Because the drug is so potent, taking in an amount greater than the size of the tip of a pen could cause widely varied, extreme side effects, Macki said.
"Just a microgram could mean the difference between an overdose or not," he said. "It's very unpredictable, and it's very strong."
Henke's case is the only fatality believed to be connected to the drug in Grand Forks, he said, but officers are investigating drug overdose cases dating back to June 2014.
"There are several others that appear to be involved with this substance or a similar substance," said Macki, but he could not provide details Tuesday on the exact number of overdose cases being investigated.
The police investigation shows there could still be a lot of powdered fentanyl unaccounted for, Macki said.

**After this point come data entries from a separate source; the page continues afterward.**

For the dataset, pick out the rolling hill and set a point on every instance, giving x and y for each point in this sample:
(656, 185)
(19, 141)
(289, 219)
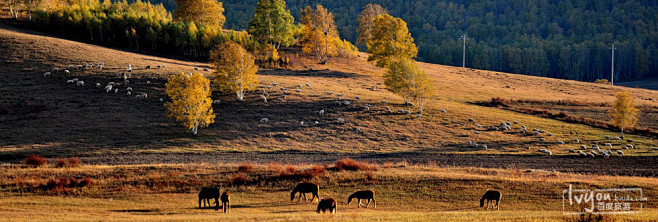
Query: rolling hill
(48, 116)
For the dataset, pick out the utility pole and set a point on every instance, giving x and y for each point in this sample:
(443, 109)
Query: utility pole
(464, 50)
(612, 65)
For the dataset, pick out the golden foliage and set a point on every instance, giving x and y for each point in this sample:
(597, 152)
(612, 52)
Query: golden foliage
(390, 40)
(190, 100)
(623, 113)
(319, 33)
(236, 70)
(406, 79)
(366, 18)
(207, 12)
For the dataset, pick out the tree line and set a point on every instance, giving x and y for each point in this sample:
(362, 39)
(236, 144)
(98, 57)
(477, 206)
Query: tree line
(567, 39)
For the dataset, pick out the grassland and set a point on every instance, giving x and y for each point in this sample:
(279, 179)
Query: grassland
(71, 120)
(145, 167)
(403, 192)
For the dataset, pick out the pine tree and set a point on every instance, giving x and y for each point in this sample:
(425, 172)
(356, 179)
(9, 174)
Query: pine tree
(190, 100)
(236, 71)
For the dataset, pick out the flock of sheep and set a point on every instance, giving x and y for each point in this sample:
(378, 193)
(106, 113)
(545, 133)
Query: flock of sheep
(110, 87)
(116, 87)
(523, 131)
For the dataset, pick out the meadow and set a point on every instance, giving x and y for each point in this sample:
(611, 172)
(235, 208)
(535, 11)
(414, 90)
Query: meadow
(139, 165)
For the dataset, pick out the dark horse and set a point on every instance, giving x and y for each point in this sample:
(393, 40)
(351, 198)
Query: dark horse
(490, 196)
(303, 189)
(208, 193)
(225, 202)
(363, 195)
(327, 204)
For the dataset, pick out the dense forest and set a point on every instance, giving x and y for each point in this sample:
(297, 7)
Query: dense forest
(562, 39)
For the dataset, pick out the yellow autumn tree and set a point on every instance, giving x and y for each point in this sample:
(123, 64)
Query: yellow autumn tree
(406, 79)
(319, 33)
(623, 113)
(235, 69)
(207, 12)
(390, 40)
(190, 100)
(366, 18)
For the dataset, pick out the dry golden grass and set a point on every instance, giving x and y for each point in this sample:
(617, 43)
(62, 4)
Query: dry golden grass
(415, 192)
(86, 121)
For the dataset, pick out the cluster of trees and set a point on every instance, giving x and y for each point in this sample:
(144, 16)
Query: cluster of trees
(566, 39)
(390, 45)
(195, 29)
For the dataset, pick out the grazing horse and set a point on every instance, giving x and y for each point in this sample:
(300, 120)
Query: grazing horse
(304, 188)
(208, 193)
(363, 194)
(225, 202)
(490, 196)
(327, 204)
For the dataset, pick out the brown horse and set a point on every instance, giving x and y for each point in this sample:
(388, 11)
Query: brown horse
(303, 189)
(363, 194)
(225, 202)
(490, 196)
(208, 193)
(327, 204)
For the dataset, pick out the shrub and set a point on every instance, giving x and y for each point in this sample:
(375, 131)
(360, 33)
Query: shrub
(238, 179)
(246, 168)
(61, 162)
(74, 162)
(35, 161)
(353, 165)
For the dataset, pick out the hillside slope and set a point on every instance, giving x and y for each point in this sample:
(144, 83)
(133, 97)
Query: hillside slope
(49, 116)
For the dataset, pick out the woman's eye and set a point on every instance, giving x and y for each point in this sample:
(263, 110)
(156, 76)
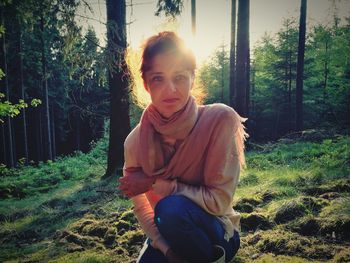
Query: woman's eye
(157, 78)
(180, 78)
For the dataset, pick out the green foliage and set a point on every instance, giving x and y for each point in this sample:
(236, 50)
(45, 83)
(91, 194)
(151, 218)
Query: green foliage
(13, 110)
(213, 77)
(171, 8)
(326, 80)
(293, 198)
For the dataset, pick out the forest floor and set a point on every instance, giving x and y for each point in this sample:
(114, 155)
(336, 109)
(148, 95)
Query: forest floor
(294, 199)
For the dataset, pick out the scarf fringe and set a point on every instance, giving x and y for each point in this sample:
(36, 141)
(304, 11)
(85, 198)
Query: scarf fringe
(240, 137)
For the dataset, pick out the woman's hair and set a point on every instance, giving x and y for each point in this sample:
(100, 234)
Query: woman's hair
(166, 42)
(160, 43)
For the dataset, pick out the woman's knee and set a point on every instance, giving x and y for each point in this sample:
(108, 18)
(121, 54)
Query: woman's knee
(171, 211)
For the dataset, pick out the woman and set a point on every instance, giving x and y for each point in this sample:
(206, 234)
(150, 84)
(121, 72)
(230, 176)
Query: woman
(182, 163)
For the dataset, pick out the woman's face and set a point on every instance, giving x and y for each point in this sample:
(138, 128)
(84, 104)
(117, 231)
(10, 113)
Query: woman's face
(169, 83)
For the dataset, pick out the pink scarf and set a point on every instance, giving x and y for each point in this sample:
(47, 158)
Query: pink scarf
(192, 126)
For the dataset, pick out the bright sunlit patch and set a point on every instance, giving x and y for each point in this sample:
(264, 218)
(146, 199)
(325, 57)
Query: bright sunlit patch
(198, 48)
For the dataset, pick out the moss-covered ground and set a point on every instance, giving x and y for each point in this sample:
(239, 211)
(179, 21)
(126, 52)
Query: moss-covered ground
(294, 198)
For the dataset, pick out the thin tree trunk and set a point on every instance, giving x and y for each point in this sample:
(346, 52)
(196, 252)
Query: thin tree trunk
(39, 135)
(193, 17)
(25, 138)
(52, 118)
(325, 74)
(300, 67)
(222, 62)
(77, 137)
(233, 54)
(9, 137)
(242, 65)
(118, 84)
(290, 91)
(48, 142)
(3, 158)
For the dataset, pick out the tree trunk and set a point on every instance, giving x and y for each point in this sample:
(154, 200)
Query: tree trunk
(25, 137)
(242, 65)
(118, 79)
(325, 73)
(48, 143)
(39, 135)
(53, 133)
(300, 66)
(233, 54)
(193, 17)
(8, 127)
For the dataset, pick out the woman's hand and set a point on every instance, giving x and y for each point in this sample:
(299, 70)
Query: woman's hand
(135, 183)
(173, 258)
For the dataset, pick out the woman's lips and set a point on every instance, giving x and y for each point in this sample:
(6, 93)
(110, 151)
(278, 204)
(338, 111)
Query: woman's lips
(170, 100)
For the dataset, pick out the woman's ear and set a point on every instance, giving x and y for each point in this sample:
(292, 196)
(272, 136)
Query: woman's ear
(192, 79)
(145, 86)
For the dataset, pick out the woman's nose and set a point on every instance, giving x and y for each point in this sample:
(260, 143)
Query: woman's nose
(170, 85)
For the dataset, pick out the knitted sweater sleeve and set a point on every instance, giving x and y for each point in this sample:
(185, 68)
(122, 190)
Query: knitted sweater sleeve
(221, 171)
(143, 209)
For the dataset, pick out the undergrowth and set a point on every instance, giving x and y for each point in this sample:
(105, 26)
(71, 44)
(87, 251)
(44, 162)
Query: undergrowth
(293, 197)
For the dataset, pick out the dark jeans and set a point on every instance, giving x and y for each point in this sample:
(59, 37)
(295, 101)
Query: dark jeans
(190, 231)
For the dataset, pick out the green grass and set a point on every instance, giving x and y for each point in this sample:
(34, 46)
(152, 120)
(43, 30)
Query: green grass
(294, 199)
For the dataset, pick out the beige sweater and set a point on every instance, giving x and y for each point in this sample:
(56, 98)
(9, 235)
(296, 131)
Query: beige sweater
(213, 191)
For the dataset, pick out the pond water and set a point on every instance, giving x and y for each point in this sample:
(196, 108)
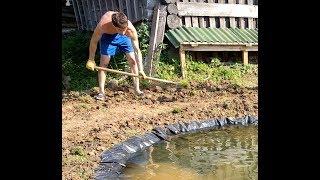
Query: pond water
(229, 153)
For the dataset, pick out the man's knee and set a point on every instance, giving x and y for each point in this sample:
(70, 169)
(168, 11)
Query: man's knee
(104, 60)
(131, 60)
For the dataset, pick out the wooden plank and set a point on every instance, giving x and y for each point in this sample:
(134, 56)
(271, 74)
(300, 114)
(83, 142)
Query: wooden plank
(182, 55)
(201, 19)
(250, 23)
(194, 20)
(245, 57)
(129, 13)
(156, 37)
(85, 14)
(212, 22)
(242, 19)
(94, 13)
(187, 19)
(250, 20)
(202, 22)
(76, 12)
(135, 10)
(232, 19)
(219, 47)
(222, 22)
(121, 8)
(107, 6)
(213, 9)
(90, 16)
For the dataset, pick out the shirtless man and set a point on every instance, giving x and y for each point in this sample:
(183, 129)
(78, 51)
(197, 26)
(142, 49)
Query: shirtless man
(115, 33)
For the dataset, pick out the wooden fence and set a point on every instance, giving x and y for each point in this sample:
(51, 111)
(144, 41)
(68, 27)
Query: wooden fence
(220, 14)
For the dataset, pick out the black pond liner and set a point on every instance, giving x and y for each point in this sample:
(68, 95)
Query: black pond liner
(114, 160)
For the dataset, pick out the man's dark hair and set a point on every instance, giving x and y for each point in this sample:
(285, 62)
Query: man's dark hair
(120, 20)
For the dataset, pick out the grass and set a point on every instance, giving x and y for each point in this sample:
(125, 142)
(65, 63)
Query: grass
(75, 53)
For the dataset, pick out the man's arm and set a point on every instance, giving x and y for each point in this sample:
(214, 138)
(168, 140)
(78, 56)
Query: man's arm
(94, 42)
(135, 43)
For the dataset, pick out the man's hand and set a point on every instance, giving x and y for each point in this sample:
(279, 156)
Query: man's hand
(91, 64)
(144, 76)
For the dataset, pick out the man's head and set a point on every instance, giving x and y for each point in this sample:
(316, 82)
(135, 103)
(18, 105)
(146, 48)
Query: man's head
(120, 20)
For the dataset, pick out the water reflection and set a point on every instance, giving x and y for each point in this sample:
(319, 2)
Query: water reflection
(226, 153)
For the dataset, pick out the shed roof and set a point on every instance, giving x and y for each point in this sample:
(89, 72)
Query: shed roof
(214, 36)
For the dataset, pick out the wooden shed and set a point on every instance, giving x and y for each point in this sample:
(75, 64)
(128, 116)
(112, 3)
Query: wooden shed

Because of this, police started warning the public Tuesday through media and through the public schools.
Lilja Henke was shocked by her son's fatal drug overdose.
"We weren't aware of any drug use or anything," she said.
Henke had started studying law enforcement at Lake Region State College in Devils Lake after graduating from Grand Forks Community High School in May 2014, Lilja Henke said.
Henke had recently dropped out of school at Lake Region with the intention of continuing his degree at Northland Community and Technical College in East Grand Forks, "but he didn't get the chance to do that," she said.
"Everyone knows him as a super kind person," Lilja Henke said of her son. "He's always been super sweet and helpful."
According to Henke's obituary, he enjoyed hanging out with family and friends, shopping, listening to music, playing Xbox and collecting hats.
Lilja Henke said she and her family are faring "as best as expected" with Henke's recent death. "It's been a whirlwind rollercoaster," she said.
The family set up the Bailey Henke Scholarship Fund at Community High School in Henke's memory, she added.
And Lilja Henke continued reiterating she hopes the police investigation can prevent more overdoses.
"We're just really, really hoping that something good comes out of this," she said.
Powdered fentanyl is a white or off-white powder that Macki did not know by any other name.
This type of fentanyl cannot be bought at a pharmacy, meaning it was "obtained through illicit means, resulting in unpredictable potency," he said.
Grand Forks police have seen drug abuse involving pharmaceutical fentanyl before, but "this powdered fentanyl, that's something that's relatively new," Macki said.
The drug may be converted into other forms besides powder, he added.
Because of its perceived danger to the public, the police department has listed symptoms of powdered fentanyl overdose on its website, which can be found through www.grandforksgov.com.
Those symptoms include seizures, delusions, aggression, paranoia, lethargy, euphoria and anxiety and more.
The police department would usually be less open about topics related to an ongoing investigation, Macki said, but in this case, the potential for danger outweighs confidentiality, so officers want the public to be informed of powdered fentanyl's presence and symptoms.
The North Dakota Bureau of Criminal Investigation, Grand Forks County Sheriff's Department, UND Police and Altru Ambulance are assisting in the investigation.